I gave you the thread on CAPs in power supplies and circuits. Read it. Unless the caps are real bad, it isn't a "major" thing at all as they age. The "rant" is easy to "listen" to. So many want to read till they agree with the "words" and never listen.
How many of you even HAVE an amp that is thirty years old to listen to? Most here that do have a twenty to thirty year old amp seem to say the experience is like mine which is not too bad. And, Like I said for the third time, big caps do age in the power supply and are easy to change out. The cans face "up" with the leads on top, usually, so inspection is easy. If you have a twenty or thirty year old amp you want to keep, simply change them out.
I do have an older amp, and it runs fine and the caps are physically sound (no bulging, leaking. ETC). No, the caps won't test the same as new, but the amp is far from "major" different to newer reference equipment relative to the APT one's ability in the first place. The supply can still deliver OK bass transients and the amp is very quiet.
My "one" amp is FULL of large caps, so the statistics are in the favor of caps doing well over twenty plus years if they are of good quality. If it was ONE cap it would match you smoker anlogy. I have statistics on several in the same amp under the same stresses. This is called a large sample population. HEAT is the major enemy of electronic parts. A 10C difference in service temperatures can add an easy ten years to a components life. And, this isn't the ONLY unit I have that is older and working fine, and they have caps, too. So say bye-bye to the lone cigarette man.
When is an amp "true" to you? Since you don't accept that an older amp can sound fine, not like new, there is no truth other than what you read. When do you "decide" your amp is all of a sudden "MAJOR" different? It just all of a sudden goes "major" does it? Do you have an identical new amp that never ages to reference it to? You'll need one as the sound quality does diminishes slowly.
I find it interesting that so many reference what we "read" and not so much, if any, on what we hear. I'm as sober as can be and SS amplifiers and lesser audio circuits age very well with good quality parts. They don't "massively" change except for total loss / leakage.

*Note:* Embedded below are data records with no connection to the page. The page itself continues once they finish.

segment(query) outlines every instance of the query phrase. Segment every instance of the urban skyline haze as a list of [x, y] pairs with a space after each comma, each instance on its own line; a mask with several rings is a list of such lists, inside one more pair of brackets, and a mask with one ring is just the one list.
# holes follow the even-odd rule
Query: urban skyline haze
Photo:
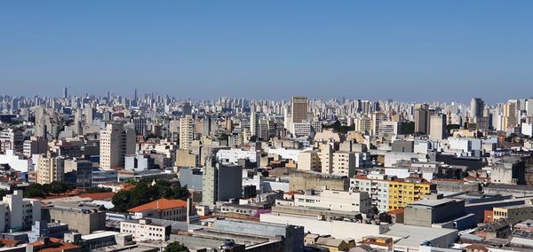
[[[31, 1], [30, 1], [31, 2]], [[0, 3], [4, 94], [525, 98], [529, 1]]]

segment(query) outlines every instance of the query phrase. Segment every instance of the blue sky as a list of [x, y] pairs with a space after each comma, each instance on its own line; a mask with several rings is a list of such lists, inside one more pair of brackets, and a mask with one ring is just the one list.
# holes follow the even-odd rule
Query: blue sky
[[0, 1], [0, 93], [495, 102], [533, 1]]

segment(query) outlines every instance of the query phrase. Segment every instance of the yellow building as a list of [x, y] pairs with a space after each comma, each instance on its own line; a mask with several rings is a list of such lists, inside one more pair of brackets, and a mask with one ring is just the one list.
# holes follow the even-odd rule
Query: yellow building
[[422, 200], [425, 195], [436, 191], [436, 185], [420, 177], [394, 179], [389, 182], [389, 210], [404, 208], [407, 204]]
[[492, 211], [494, 221], [498, 221], [504, 218], [516, 221], [525, 221], [527, 219], [533, 218], [533, 205], [530, 204], [493, 208]]

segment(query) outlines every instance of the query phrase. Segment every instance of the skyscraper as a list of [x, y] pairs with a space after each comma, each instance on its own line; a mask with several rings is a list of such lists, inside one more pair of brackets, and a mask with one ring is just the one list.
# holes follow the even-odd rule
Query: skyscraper
[[187, 114], [179, 118], [179, 148], [188, 150], [193, 143], [193, 116]]
[[446, 138], [446, 114], [432, 114], [429, 117], [429, 138], [442, 140]]
[[472, 118], [483, 116], [483, 108], [485, 108], [485, 102], [481, 98], [472, 98], [470, 101], [470, 116]]
[[123, 122], [111, 122], [100, 131], [100, 167], [124, 167], [124, 157], [135, 154], [135, 130]]
[[415, 105], [415, 133], [429, 134], [429, 105]]
[[507, 130], [517, 126], [517, 105], [518, 101], [516, 99], [510, 99], [507, 101], [505, 106], [504, 106], [504, 122], [502, 127], [504, 130]]
[[305, 97], [292, 97], [290, 122], [298, 123], [307, 121], [308, 99]]
[[252, 111], [250, 114], [250, 133], [251, 136], [258, 137], [258, 131], [259, 128], [259, 119], [258, 118], [258, 114], [255, 111]]

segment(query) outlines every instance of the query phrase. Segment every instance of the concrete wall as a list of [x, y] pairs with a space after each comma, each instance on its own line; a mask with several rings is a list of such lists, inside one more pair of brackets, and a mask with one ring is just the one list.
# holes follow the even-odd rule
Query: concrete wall
[[82, 234], [90, 234], [98, 230], [106, 229], [106, 213], [82, 213], [81, 211], [48, 209], [49, 222], [59, 221], [68, 224], [71, 230], [77, 230]]

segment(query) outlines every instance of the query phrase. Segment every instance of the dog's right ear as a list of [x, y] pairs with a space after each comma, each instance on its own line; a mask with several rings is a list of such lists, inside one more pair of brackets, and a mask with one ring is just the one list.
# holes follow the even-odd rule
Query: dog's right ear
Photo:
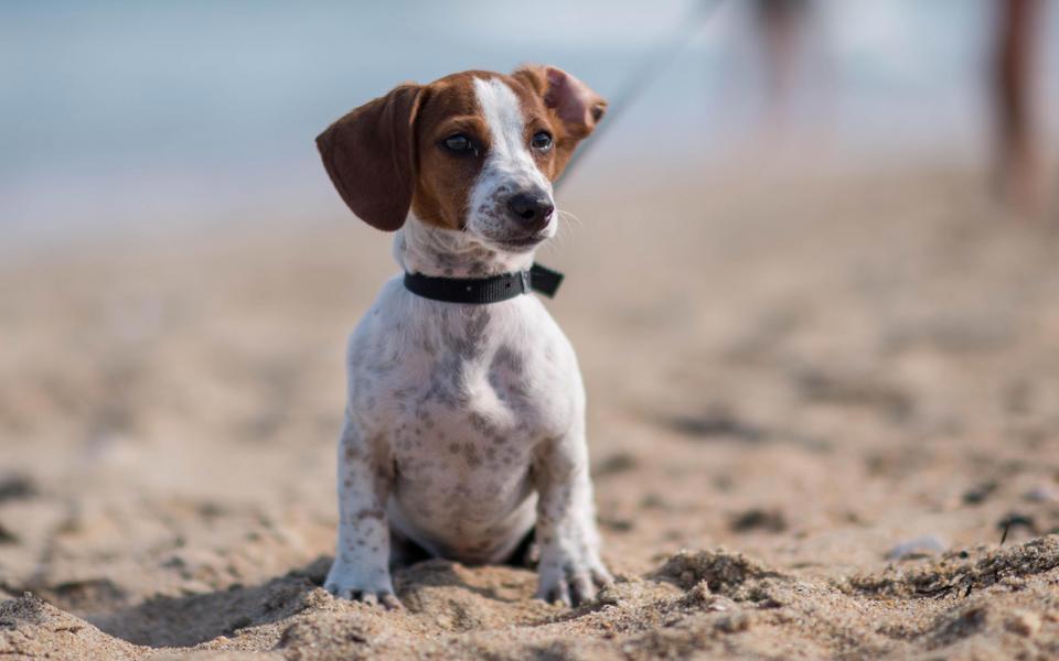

I have NEVER had a SS unit die from capacitor failures. Transistors, yes. Diodes, yes. Resistors, yes. These parts have been replaced and all upstream and downstream components have been fine (except failed output transistors, they over current lots of parts). It might be fairly argued when more than one component fails, it's hard to point to the one that started it all. But, Phase Linear 400 amplifiers in the day blew outputs all the time and I NEVER saw the capacitors replaced.
So again, someone decides my "position" that power supply caps don't matter is simply silly. Sure they matter, but much less so over time than people want to "read" verses "hear". Most good supplies are well over the design spec of their peak current ratings to provide headroom. As the caps age, the headroom does diminish. But it is still "servicably" good after decades of service to sound nice. Most amps run far under their design limits, so transients are still reproduced well.
But, if an amp ages and simply goes "major" all of a sudden because we simply read that they do at some point in time, than many people will be happy to buy these amplifiers!
The near end of "major" is fifteen years and the far end of "major" is thirty years. Your service temps are far more important to service life than any other variable except the quality of the part. My ears say so, and so does inspection of my equipment. You can't be any more sober than that.